> Well, Theya isn't exactly healer material, is she?
Sure she is -- she has more Heal Body spells than anyone else in the Varmandi clan.
She's not Healer (Chalana Arroy priestess) material because she's way too vengeful and nasty (sorry Pam, but Korol's family has not forgotten that she went out of her way to perform human sacrifice, when the future of the clan was not at stake).
Anyway, lots of clans will have perfectly good healers without needing someone who has sworn their life to the White Goddess. While I applaud Simon Hibbs's numerical analysis, I'm not convinced 1 in 20 priests are Healers -- it's probably even less. His numbers suggest one Healer per clan, and I've already said that's too many, that it's more likely one per tribe.
> In Orlanthi lands say 8/10ths of these worship
> Orlanth, Ernalda, Barntar, Heler, etc. Of the remaining 0.4% of the
> population, lets divide them equaly between Chalana Arroy, Lankor Mhy,
> Issaries and Humakt.
I think the difference between my numbers and Simon's are important (but not frequently worshipped) gods like Urox, Odayla, Yinkin, Minlinster, Gustbran, and Elmal.
Chalana Arroy is a wonderful cult, but you definitely set yourself outside the norms of behavior by joining (even if you're still very much a part of society). Robert McArthur is quite likely correct in suggesting that most of them live in the cities of Dragon Pass (once there are cities).
(BTW, sorry for picking on a German speaker for a case of noun capitalization, but as you probably do know, English does make the distinction.)
> If the resurrection follows the LBQ literally
I see no reason why it should. The RQ spell has to be case before the spirit heads for the Underworld (KoS.68, as has already been pointed out). Besides, the LBQ isn't a resurrection quest. I believe all heroquests can be approached in different fashions, but most of the time humans do it it seems to be done as a Weapon quest -- Arkat was Harmast's weapon against Lokamayadon, Sheng Seleris was Argrath's weapon against the Red Empire. Harmast did not enter the quest saying, "I need to bring back my pal Arkat from the dead."
And the Seven Mothers quest wasn't really about resurrection, either (though the argument is stronger). It's about creating a goddess. I suspect none of the participants ended up with what they thought they were bringing back...
> I have not ever seen any PC resurrected in a RQ (or other dice
> role-playing) game I played in, or refereed.

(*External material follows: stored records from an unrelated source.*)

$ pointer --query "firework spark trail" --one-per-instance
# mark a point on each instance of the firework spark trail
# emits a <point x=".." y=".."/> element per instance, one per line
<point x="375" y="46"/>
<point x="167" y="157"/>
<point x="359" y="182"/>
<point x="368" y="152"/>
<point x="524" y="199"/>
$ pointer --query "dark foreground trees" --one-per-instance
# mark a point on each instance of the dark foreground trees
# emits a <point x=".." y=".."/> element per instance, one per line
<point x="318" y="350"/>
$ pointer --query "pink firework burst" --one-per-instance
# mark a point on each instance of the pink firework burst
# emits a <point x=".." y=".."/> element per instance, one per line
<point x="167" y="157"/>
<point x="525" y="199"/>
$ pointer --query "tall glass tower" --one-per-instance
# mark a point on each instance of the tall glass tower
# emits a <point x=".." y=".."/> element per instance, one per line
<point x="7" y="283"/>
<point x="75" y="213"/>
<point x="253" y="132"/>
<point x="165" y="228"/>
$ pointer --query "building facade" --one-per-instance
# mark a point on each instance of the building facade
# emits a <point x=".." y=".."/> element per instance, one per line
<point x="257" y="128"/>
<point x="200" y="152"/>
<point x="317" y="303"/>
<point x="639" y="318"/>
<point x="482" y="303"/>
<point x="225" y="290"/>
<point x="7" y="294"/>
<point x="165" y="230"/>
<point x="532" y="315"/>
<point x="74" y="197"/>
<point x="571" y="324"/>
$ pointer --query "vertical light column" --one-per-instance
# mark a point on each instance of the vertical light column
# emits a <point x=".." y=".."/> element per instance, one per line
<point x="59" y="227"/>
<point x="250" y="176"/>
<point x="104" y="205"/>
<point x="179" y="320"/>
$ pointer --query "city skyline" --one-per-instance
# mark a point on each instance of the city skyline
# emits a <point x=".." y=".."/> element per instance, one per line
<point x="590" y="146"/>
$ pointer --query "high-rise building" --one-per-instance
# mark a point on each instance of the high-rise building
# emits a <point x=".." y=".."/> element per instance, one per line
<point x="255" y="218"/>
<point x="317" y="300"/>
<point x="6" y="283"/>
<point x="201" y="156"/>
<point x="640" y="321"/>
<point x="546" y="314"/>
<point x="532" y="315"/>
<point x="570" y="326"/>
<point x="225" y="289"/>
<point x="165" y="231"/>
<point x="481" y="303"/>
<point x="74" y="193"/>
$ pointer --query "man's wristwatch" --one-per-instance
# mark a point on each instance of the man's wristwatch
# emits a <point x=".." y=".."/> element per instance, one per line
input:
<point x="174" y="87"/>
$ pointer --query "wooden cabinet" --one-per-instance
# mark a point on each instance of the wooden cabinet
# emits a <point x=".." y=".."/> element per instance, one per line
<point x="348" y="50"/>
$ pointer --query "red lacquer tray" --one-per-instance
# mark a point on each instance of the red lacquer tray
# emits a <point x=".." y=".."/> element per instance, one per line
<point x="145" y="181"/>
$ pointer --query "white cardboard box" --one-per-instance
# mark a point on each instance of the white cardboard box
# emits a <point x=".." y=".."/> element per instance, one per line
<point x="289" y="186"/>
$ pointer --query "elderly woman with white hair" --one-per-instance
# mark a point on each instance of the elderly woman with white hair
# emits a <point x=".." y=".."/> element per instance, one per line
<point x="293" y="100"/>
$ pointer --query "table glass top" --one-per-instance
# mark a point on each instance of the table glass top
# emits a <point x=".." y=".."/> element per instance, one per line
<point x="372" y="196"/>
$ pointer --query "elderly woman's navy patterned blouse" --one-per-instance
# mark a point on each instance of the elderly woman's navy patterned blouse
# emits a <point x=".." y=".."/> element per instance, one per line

I still feel remiss for not remembering that resurrection was theoretically possible when the daughter of the thane of the Belovaking clan died in battle. (In practice, it took them a couple days to get back so the Healer might have refused, but there was a Healer on the ring, and surely a Ralian clan thane can pull some influence.)
> as a referee I am fed up with pounding reticent PCs into
> near-death, only to see them jump up and tackle the next enemy after a
> couple of healings
One of the advantages of PenDragon Pass's "one healing per wound" rule (plus the Major Wounds of Pendragon).
Richard Develyn quibbles with me
> > In any case, the Compromise is but one way of explaining why gods
> > don't walk the earth any more.
> What about Cacodemon? Crimson Bat (ok, it flies)? Isn't there a great
> big pumpkin in Dorastor which is also worshipped?
Not gods (you don't see Cacodemon himself, after all). The Bat is a demon. Ancestral spirits are worshipped too, this doesn't make them gods.
> I suppose one should also mention Yelm. I mean he certainly makes an
> appearance every day, even if there isn't much free will involved.
Yelm is the sun and Orlanth is the winds, but you don't get to actually meet them face to face the way you once could. In the Darkness, you really could go to Kero Fin and see Elmal and shake his hand.
BTW, I realize I'm not up on how other cultures explain the fact that the gods have faded into the background (as it were). Anyone have good summaries?